It has previously been reported that in rats the differentiation of Purkinje cells takes place at 3 days of age, when this neuron is located in a narrow zone between the molecular and granular layers (46, 47). Therefore, the question asked in the present study was when the steroidogenic enzyme P450scc appears in the Purkinje cell during cerebellar development. The present immunohistochemical analysis revealed a widespread distribution of the P450scc immunopositive cells throughout the cerebellum of infant male rats at 0 day of age. The immunoreaction examined at this age may be specific for P450scc, as it was inhibited by preincubation of the antibody with P450scc. It is therefore possible that the appearance of cytochrome P450scc occurs in the cerebellum before the differentiation of the first Purkinje cells in the rat.
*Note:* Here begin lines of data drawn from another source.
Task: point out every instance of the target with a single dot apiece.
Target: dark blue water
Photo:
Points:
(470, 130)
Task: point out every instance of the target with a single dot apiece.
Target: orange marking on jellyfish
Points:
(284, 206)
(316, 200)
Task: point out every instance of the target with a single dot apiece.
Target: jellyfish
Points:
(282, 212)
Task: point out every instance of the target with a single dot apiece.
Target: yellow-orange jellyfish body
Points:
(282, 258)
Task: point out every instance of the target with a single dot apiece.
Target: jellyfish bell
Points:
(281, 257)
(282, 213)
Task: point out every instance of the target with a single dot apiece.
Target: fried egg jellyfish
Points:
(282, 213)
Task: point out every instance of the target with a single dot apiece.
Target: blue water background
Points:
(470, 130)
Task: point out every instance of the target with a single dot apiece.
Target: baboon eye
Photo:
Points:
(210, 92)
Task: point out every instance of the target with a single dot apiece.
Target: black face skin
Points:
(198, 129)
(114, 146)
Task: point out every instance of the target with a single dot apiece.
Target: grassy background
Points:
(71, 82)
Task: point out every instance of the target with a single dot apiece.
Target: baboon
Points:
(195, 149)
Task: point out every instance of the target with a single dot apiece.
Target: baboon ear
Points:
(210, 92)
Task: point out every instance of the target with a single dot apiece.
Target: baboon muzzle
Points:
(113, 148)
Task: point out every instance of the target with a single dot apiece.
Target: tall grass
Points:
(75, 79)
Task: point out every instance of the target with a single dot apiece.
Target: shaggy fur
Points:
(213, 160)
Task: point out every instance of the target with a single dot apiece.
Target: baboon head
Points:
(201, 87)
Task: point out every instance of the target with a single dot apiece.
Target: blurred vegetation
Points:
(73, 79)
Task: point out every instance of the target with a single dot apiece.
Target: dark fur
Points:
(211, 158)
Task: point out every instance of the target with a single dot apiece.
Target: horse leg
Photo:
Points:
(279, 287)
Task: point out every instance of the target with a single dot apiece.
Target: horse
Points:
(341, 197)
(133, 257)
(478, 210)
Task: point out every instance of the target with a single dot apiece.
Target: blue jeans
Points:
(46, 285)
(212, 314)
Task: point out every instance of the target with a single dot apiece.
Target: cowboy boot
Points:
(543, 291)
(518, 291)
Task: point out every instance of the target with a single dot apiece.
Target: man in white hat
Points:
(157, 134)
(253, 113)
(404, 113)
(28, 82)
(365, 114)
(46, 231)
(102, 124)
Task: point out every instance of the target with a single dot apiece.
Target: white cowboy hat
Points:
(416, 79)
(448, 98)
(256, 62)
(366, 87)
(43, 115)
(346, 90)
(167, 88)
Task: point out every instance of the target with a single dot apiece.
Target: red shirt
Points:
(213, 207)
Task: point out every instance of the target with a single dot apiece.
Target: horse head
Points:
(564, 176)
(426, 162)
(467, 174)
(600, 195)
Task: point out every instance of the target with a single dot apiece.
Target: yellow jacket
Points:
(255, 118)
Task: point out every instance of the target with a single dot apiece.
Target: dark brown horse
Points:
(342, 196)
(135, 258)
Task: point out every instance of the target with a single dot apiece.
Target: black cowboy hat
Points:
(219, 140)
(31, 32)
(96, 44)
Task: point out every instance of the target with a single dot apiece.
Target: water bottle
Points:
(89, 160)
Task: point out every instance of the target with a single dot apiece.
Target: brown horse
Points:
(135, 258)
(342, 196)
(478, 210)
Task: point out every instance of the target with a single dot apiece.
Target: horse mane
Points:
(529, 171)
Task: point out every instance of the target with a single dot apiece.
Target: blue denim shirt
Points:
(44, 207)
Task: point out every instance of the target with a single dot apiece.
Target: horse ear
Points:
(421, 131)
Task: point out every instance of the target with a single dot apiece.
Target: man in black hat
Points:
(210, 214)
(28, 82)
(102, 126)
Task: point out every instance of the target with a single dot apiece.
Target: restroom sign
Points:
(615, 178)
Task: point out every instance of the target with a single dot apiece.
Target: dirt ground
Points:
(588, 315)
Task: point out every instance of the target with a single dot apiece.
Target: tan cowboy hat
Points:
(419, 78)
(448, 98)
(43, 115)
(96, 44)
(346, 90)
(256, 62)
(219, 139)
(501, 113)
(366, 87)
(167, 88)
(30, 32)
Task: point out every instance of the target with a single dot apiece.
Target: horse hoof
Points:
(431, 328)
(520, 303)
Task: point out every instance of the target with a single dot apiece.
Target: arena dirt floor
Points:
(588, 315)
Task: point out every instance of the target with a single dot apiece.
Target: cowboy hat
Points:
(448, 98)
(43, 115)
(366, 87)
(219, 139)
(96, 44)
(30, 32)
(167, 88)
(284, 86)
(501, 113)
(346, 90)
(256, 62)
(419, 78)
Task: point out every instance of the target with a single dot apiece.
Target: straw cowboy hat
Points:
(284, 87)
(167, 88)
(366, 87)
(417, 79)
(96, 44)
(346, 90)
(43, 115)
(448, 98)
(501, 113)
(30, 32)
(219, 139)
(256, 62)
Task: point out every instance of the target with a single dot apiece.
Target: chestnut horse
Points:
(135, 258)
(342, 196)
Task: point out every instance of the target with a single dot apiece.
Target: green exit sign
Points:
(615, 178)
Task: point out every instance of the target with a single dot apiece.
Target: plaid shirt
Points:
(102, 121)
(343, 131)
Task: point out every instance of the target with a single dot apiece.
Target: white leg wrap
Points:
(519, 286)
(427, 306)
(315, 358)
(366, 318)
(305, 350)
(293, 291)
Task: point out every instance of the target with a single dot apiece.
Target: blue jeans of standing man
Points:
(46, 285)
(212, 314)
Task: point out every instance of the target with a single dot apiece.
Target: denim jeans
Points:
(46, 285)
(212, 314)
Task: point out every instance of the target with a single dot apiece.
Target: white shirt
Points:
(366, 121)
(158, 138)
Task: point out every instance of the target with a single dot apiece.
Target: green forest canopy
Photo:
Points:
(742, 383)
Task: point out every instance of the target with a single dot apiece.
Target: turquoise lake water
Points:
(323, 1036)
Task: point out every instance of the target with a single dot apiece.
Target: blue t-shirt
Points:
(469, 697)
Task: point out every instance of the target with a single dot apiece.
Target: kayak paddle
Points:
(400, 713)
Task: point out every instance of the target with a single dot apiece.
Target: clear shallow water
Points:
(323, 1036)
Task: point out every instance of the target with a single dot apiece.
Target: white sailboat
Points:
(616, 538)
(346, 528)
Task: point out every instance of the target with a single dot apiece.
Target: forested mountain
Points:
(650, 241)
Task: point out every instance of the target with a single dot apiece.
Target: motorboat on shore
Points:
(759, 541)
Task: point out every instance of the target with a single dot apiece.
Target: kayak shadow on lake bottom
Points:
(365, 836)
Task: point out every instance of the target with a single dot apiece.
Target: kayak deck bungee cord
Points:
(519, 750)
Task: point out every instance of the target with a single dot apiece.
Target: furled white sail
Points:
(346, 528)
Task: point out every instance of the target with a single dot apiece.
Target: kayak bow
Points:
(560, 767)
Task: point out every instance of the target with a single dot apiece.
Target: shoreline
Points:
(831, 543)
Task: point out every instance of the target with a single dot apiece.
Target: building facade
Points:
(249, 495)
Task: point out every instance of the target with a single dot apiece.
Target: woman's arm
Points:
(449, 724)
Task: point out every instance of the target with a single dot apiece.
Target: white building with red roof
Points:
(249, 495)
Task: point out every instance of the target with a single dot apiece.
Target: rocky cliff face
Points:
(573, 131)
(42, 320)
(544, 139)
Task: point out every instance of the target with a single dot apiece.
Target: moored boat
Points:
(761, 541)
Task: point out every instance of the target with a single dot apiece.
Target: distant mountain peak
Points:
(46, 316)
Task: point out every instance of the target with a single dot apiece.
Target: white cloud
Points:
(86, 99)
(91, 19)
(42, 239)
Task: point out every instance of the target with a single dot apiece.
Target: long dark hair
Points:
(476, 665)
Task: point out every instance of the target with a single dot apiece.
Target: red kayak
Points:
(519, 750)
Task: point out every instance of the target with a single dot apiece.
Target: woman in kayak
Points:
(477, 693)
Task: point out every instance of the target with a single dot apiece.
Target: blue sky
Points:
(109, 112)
The next important question asked in the present study was to determine neonatal changes of P450scc localized in the Purkinje cell. We observed a steady immunoreaction with the P450scc antibody in soma of the Purkinje cell at 3 days of age, after which immunoreactive dendrites of the Purkinje cell extended into the developing molecular layer at advanced ages. It is well known that in rats the molecular layer is grown longer, as a consequence of the regression of the EGL from 10–21 days, and formation and cellular migration of the cerebellum is almost completed at 21 days (46, 47). In contrast to these morphological changes in the immunoreactive Purkinje cell, there was no clear difference in the intensity of its immunoreactivity during neonatal development. These immunohistochemical findings concur with the finding of the present RT-PCR analysis showing a constant expression of the P450scc mRNA in the cerebellum during the neonatal period. As for widespread immunostaining at 0 day of age, the data obtained by RT-PCR analysis suggest that there is indeed P450scc expression in the cerebellum. The total P450scc mRNA level in the whole cerebellum may increase during neonatal development, due to the increase in the total amount of cerebellar RNA. Unlike neonatal life, the expression of P450scc mRNA might decrease slightly in adulthood, but the change was not remarkable.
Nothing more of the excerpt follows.